DeJong is a member of Suttons Bay’s District Advisory Council and a founding member of the Suttons Bay Spirit Club. She works part-time at the Suttons Bay Law Center and is the mother of two boys attending the school, Alexander, a third grader, and Nicholas, a first grader.

Eike is employed as the director of information services at Munson Medical Center and has served the district in numerous capacities since his daughter, sophomore Rebecca, entered school at Suttons Bay. Eike served on the committee that helped get the district’s most recent bond issue approved. He’s also a soccer official and basketball coach, and has been involved with the Suttons Bay Jogathon.

Darling is an attorney and is a partner with Zimmerman, Kuhn, Darling and Boyd in Traverse City. His oldest son, Ben, graduated from Suttons Bay last year and attends Kalamazoo College. He also has a son in eighth grade at the school, Mason. Darling is currently secretary of the Suttons Bay Sports Boosters and has served as a middle school soccer coach.

There will also be race in the Glen Lake school district, where board president Joan Hawley, Ken Fosmore and Ross Hazelton are seeking the two 4-year posts available.

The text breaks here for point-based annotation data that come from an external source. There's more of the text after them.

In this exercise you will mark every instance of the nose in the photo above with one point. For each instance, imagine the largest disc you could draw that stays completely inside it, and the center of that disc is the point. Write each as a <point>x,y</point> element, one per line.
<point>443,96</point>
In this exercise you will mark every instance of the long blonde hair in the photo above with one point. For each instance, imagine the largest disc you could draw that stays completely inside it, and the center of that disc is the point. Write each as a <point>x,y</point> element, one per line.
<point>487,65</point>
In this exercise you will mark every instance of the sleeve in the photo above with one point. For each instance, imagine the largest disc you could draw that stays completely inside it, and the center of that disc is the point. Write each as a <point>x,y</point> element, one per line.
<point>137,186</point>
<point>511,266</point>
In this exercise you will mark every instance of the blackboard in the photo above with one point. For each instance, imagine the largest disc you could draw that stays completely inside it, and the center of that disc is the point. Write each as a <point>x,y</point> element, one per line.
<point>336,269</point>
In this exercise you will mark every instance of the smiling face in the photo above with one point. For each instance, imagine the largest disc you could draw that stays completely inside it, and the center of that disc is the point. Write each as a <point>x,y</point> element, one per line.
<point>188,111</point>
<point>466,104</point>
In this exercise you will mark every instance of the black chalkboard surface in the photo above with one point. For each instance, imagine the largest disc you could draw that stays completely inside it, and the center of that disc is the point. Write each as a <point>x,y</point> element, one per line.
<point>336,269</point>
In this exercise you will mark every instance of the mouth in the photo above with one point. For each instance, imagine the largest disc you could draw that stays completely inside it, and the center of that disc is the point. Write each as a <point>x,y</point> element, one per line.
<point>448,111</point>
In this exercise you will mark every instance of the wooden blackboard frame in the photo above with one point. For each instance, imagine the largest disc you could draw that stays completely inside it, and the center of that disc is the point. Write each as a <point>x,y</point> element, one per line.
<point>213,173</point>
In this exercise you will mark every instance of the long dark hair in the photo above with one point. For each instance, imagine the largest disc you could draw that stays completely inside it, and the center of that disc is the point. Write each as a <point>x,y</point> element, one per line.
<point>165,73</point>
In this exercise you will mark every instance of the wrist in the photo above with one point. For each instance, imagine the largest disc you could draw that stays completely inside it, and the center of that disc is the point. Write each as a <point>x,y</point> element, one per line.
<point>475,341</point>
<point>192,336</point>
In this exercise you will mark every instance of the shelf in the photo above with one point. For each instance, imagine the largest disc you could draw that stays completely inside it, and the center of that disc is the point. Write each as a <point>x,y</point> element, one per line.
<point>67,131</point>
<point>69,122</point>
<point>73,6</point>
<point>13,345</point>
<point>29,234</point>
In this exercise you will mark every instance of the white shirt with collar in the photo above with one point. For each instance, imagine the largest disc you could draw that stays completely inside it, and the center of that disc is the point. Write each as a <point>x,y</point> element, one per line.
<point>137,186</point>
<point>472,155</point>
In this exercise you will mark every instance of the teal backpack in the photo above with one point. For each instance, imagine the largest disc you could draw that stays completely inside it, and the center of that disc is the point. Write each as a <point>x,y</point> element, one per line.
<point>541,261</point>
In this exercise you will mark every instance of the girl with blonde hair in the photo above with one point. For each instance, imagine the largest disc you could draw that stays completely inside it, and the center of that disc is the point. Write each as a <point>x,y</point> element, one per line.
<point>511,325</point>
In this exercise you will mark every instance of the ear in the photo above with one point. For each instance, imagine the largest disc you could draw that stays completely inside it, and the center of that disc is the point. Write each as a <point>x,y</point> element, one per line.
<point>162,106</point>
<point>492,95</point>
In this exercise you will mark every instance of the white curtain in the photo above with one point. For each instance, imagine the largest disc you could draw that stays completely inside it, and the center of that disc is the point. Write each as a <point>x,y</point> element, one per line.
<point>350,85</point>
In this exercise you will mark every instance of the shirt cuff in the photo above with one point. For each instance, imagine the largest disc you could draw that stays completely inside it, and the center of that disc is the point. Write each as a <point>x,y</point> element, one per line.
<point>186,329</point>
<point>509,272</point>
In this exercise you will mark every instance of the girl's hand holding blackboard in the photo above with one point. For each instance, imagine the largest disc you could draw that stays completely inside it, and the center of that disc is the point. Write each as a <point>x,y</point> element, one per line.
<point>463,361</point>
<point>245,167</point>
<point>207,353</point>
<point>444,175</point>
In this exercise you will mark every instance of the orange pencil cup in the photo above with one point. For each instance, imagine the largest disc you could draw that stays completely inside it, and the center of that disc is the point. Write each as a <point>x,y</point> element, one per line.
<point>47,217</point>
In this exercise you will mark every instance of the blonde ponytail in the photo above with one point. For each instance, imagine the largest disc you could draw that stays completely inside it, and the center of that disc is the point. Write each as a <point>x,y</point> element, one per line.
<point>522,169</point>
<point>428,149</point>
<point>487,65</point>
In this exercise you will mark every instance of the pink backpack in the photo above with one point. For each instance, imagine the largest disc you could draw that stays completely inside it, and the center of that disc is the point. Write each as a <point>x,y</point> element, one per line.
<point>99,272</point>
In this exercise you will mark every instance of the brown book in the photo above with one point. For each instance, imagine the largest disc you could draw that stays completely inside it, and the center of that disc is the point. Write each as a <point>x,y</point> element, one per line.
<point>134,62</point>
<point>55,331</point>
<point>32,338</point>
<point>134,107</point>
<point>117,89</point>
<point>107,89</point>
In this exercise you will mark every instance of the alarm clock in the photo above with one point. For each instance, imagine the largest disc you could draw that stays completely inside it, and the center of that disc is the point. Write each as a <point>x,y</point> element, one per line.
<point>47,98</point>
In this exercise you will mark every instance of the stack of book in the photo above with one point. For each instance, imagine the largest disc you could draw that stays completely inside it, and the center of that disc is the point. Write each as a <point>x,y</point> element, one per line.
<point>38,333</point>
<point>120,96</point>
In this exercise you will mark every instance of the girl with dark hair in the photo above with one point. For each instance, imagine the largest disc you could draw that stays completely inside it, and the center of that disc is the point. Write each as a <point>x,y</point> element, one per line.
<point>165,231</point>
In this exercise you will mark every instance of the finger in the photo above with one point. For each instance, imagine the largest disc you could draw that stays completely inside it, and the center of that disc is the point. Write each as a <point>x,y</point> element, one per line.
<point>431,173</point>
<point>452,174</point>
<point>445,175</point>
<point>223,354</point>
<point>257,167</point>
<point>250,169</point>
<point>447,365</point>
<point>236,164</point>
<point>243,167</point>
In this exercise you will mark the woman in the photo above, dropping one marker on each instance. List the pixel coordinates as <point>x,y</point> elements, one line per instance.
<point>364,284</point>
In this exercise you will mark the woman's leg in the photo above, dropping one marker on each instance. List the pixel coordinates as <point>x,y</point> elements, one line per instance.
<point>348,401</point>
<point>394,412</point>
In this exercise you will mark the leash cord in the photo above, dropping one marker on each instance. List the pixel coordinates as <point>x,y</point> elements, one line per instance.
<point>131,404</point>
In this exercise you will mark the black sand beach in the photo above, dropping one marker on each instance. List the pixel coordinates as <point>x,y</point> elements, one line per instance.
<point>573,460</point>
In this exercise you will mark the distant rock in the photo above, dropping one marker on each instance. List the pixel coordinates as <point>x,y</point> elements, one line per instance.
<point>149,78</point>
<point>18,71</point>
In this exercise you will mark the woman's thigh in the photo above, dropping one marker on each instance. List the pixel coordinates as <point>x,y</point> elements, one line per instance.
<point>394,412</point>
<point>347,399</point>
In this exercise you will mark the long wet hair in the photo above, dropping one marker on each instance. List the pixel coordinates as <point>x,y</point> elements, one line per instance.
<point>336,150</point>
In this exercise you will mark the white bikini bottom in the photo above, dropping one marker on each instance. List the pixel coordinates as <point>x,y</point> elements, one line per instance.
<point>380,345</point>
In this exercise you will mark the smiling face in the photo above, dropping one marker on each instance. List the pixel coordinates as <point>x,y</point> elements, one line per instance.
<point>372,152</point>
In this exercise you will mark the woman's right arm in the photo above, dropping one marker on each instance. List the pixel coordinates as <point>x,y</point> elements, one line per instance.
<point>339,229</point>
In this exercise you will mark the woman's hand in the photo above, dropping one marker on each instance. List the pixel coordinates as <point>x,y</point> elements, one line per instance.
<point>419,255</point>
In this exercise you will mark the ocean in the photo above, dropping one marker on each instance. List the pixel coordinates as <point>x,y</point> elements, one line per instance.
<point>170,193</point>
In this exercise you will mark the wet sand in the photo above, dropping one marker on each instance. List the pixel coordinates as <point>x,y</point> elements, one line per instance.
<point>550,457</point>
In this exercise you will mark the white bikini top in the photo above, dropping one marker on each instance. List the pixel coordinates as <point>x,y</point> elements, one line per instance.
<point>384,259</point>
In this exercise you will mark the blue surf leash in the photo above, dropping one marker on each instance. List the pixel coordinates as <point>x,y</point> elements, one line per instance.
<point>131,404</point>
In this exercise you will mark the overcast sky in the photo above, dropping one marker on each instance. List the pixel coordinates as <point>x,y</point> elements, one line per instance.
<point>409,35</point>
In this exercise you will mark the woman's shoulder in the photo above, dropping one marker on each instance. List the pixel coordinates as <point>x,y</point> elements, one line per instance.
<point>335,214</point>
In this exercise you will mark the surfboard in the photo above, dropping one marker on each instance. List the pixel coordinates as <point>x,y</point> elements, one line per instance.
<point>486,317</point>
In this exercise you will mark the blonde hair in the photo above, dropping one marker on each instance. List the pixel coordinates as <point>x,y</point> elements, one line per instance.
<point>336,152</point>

Hawley is completing her third term on the Glen Lake Board of Education and has three grandchildren attending Glen Lake School.

Fosmore has been a resident of the community for 38 years. He worked for Century Telephone for 33 years and after retirement started his own company, I-Kon Construction, which he owned for three years. Now fully retired, Fosmore had two sons graduate from Glen Lake – Brad, who is currently the Lakers’ junior varsity boys’ basketball coach, graduated in 1988, and Bryan, who graduated in 1992. He also has two grandchildren in the Glen Lake system, ages 7 and 4.

Fosmore is a charter member of the Glen Lake Booster Club, which began in 1972, and spearheaded the drive for new lights for the football field.

Hazelton did not return calls from the Enterprise.

Frank Skrocki of Empire is the only candidate for the partial term of David Harris, who stepped down last year. Skrocki was appointed last spring to serve through the next election.

In the Northport school district, where candidates filled the ballot last year after it was suggested that Northport close its high school, only two candidates are seeking office. Board trustee Lois Counterman is not seeking re-election, and Jeffrey Dyer, who was appointed last year to serve the remainder of Richard Wiebe’s term, is seeking a four-year term.

Seeking election to the other 4-year seat is Thomas M. Wetherbee.

Wetherbee, a designer of micro-controlled based electronic products, graduated from Northport and lived in larger cities for 17 years before returning to the community in 1992. He and his wife, Deb, live in Northport. They have two grown children — Neil and Tegan — who graduated from Northport and attended the University of Michigan.